Why do Hawks Circle in Groups?
Do you know what’s the easiest way to spot a thermal?
Find another bird circling within one!
Therefore, when there is one hawk circling, another one joins in, and then more follow.
So, it seems like hawks are circling in groups when they are just flying solo.
Since these hawks are flying through the same thermal currents, consequently, their movements appear synced like some sort of circular ballet.
Interestingly, a group of hawks is termed “kettle” precisely because their activities look coordinated, resembling water boiling in a kettle.
Ordinarily, not many hawks circle together.
It is such a magnificent sight where hawks circle in rhythm and none of them sabotages another, while they are only a few feet apart.
Now, you may be wondering,
What Are The Ideal Places To Observe Hawks Circling?
Places, where hawks need to cram onto a single series of thermals, are the best spots to observe hawks circling. These include:
- Narrow Paths like mountain passes or canyons.
- Paths between two large water bodies.
- Shorelines where birds halt and gather, before flying further.
However, I suggest that you call your local bird association office to find such a place.
They will recommend certain buildings, watchtowers, or mountain tops.
You can even become a volunteer for counting and identifying birds within migrating kettles.
That said, all raptors and most migratory birds manipulate thermals to some extent.
Thermals also explain why birds choose certain routes for immigration.

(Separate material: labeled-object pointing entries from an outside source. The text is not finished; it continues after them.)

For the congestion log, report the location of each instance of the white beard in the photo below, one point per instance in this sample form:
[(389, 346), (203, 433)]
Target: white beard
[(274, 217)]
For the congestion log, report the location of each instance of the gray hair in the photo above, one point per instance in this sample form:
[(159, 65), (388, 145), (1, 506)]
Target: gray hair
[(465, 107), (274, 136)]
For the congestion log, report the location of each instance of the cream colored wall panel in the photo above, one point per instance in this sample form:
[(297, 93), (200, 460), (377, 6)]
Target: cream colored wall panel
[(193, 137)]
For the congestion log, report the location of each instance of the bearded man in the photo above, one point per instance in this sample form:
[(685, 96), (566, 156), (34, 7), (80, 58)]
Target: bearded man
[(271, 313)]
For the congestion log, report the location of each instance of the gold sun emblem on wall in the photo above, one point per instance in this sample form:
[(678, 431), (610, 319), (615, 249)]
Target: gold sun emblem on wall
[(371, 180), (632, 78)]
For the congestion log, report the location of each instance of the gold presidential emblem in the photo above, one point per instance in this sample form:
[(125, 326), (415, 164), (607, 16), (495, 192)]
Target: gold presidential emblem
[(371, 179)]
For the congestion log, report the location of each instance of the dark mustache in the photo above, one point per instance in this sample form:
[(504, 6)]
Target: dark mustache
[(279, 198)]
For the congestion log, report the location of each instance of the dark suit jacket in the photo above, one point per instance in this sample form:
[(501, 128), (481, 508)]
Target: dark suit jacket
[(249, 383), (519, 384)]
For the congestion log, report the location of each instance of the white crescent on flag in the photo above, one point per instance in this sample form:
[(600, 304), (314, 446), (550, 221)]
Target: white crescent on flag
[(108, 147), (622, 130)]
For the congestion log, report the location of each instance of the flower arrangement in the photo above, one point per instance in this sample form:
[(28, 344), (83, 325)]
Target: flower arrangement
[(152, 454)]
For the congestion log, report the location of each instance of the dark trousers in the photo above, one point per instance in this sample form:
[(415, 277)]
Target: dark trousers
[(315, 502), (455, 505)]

This, therefore, explains why certain species of birds do not migrate any longer.
Though, this justifies why hawks circle but,
If kettles are not truly flocks, why would a hawk talk? Or say,
Why Do Hawks Circle and Screech?
A typical hawk screeches while circling to either mark its territory or attract a mate.

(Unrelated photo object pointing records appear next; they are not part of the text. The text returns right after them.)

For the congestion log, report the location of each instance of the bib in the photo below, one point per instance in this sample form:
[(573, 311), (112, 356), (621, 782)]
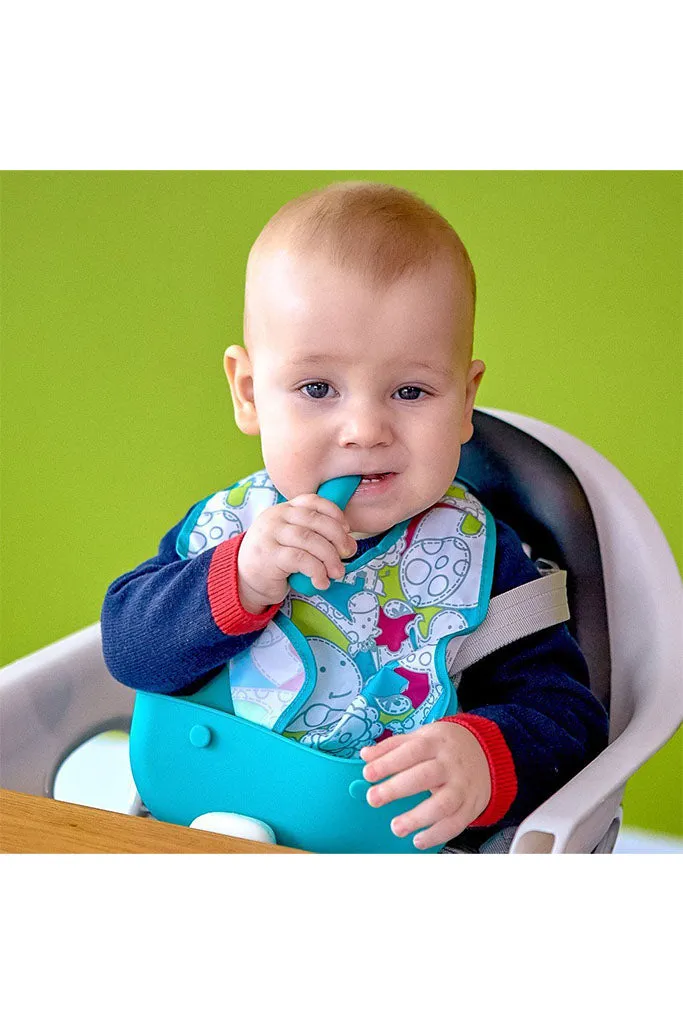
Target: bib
[(370, 656)]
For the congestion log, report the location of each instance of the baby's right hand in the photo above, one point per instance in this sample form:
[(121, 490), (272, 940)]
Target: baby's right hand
[(308, 535)]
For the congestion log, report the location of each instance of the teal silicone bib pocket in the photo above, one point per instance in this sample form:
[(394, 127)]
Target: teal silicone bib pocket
[(189, 760)]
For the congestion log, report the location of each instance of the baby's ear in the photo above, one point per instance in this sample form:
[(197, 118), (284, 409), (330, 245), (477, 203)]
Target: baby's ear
[(241, 378)]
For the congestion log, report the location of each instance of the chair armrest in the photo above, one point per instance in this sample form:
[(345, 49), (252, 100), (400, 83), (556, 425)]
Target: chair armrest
[(577, 817), (52, 700)]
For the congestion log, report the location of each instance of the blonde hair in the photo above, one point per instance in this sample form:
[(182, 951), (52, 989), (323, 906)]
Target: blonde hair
[(376, 229)]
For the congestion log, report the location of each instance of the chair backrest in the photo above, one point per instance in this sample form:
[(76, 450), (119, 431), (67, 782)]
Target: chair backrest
[(529, 486)]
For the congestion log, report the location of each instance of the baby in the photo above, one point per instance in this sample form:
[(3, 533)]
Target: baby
[(357, 360)]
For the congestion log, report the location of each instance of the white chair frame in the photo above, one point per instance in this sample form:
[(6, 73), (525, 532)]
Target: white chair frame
[(54, 699)]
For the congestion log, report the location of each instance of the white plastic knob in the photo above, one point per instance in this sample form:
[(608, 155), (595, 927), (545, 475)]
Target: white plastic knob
[(239, 825)]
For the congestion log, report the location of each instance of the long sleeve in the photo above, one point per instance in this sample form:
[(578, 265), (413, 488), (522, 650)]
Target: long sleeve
[(170, 624), (529, 706)]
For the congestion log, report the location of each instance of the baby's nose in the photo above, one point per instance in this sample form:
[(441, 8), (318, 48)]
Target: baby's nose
[(366, 425)]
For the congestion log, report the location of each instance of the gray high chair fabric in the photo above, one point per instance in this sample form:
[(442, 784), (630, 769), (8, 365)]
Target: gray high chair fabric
[(571, 506)]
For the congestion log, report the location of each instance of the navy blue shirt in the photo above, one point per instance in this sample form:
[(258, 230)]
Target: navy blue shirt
[(159, 635)]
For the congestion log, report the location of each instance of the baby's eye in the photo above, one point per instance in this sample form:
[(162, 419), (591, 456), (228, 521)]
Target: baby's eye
[(409, 392), (316, 389)]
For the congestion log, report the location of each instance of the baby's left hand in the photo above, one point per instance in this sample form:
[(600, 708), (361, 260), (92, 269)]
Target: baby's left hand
[(443, 758)]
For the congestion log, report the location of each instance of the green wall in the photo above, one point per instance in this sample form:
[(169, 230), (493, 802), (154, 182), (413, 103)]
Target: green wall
[(122, 290)]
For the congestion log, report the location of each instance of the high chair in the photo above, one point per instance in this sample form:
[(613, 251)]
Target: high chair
[(570, 507)]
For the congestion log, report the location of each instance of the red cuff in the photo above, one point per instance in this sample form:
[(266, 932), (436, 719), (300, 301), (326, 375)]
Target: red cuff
[(501, 766), (223, 592)]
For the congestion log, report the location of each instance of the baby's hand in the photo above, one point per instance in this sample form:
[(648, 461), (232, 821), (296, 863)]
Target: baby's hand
[(441, 757), (308, 535)]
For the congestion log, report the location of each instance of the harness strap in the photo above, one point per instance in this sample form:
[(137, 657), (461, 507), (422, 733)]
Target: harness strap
[(514, 614)]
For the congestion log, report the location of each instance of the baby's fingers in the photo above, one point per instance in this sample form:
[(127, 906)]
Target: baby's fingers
[(440, 817), (332, 528), (293, 559), (395, 754), (321, 505), (426, 775)]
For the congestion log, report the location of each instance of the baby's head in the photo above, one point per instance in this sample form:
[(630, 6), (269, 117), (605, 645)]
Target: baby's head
[(358, 328)]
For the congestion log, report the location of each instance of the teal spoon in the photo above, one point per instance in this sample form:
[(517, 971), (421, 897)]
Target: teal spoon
[(338, 491)]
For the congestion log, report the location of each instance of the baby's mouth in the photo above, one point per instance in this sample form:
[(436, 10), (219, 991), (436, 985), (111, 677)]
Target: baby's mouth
[(373, 478)]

Now, the pitch of screeching depends on a hawk’s gender and age.
A male hawk is about two-thirds the size of a female.
The small size contributes to a hawk’s agility as well as its shrill voice.
So, a male with a more piercing sound is considered a dominant male.

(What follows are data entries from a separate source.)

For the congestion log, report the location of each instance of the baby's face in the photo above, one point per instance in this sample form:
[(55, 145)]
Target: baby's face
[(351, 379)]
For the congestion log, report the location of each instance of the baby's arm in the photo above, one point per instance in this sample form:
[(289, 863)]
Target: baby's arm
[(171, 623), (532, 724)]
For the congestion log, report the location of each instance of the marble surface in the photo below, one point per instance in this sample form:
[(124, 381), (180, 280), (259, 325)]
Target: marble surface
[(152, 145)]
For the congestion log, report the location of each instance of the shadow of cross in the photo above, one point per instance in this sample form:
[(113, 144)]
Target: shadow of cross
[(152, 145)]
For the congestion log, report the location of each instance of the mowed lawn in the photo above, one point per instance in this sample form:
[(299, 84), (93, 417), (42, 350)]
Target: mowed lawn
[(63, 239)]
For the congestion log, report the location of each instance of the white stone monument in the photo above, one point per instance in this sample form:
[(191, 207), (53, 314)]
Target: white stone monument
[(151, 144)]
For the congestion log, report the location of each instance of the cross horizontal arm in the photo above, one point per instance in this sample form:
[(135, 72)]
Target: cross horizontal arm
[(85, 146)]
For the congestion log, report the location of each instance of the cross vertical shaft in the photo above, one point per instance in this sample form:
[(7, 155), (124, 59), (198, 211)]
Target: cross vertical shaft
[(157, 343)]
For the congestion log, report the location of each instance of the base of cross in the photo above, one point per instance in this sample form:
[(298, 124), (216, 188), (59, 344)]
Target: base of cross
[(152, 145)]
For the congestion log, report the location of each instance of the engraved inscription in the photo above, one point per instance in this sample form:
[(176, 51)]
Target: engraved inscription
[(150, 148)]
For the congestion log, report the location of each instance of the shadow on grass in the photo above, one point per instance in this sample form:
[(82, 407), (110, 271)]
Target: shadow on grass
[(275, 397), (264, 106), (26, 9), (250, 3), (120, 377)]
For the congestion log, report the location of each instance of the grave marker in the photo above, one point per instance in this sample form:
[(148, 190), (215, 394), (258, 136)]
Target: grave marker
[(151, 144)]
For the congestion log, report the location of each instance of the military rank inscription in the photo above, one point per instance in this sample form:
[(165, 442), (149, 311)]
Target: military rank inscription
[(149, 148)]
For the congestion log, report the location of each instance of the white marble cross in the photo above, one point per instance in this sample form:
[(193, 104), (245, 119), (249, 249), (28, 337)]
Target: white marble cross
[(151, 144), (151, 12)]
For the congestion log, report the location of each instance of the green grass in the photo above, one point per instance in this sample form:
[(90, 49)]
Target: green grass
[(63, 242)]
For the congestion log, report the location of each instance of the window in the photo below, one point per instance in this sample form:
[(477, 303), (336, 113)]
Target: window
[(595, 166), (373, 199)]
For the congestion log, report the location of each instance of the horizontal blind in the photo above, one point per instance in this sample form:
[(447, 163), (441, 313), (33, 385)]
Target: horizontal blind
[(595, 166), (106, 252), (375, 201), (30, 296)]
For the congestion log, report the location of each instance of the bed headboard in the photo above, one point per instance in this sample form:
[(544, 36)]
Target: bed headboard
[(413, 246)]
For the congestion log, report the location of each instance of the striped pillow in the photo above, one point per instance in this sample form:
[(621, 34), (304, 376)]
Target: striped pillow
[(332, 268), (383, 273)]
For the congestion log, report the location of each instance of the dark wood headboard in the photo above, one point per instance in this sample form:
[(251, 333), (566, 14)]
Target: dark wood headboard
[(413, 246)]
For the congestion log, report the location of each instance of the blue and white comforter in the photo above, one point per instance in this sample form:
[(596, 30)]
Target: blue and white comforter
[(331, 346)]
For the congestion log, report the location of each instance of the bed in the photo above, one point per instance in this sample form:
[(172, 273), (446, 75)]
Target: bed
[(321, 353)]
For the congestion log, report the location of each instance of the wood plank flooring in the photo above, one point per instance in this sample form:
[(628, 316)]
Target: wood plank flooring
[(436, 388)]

And so, male hawks screech a certain “chwirk” sound while courting to declare their territory.
Though, female hawks and their nestlings, screech only to call the male hawk for food during the nesting period.
That aside, fledglings only rarely screech, even if they do it’s a weak hoarse scream.
But, if it’s not the breeding season, a hawk may screech only to warn off other predators from its territory.
Do Hawks Screech While Hunting?
A hawk likes the element of surprise and screeching while hunting will only alert the prey which may then hide.
Besides screeching during a chase is way too dramatic for a silent predator such as a hawk.
It’s like declaring out loud “I am hunting, you flee before I catch you”.
And so, it’s completely against a hawk’s signature move of jump diving and taking the prey before it even finds out that it’s been taken.
An exception to all this is Harris’ Hawk.
These hawks live and hunt as flocks or say, “True Kettles”.
Of course, they communicate with screeching while hunting.
Now you may be interested in:
Will a Hawk Attack a Human?
Well, Hawks are extremely rational, and they know they cannot take on a human.
Normally, a hawk would not even dare to attack a human.
So, if you are trying to reach a hawk’s nest, they may jump dive on you to scare you off and may go as far as hitting your face with their talons or beaks.
I reckon you would be fine if you don’t bother baby hawks.
Unless you have cute small pets.
Now, a hawk wouldn’t try to eat anything bigger than a squirrel.
That means all your bird family members, are just tasty treats, even your macaws.
Cats and dogs are relatively safe from hawks.
But I wouldn’t say that about their pups or cubs.
Adult dogs like chihuahua can also become prey to hawks.
That said, I wouldn’t leave a toddler alone if there are kettles of hawks circling nearby.
Check out these related articles about hawks you may be interested in
Hawks use thermals or warm air updrafts to soar on high altitudes and they circle just to stay within the bounds of a thermal.
A hawk screeches while circling to show its dominance and to attract mates.
Normally, a hawk wouldn’t attack a human unless they perceive him as a threat.
Even so, human pets often fall prey to hawks.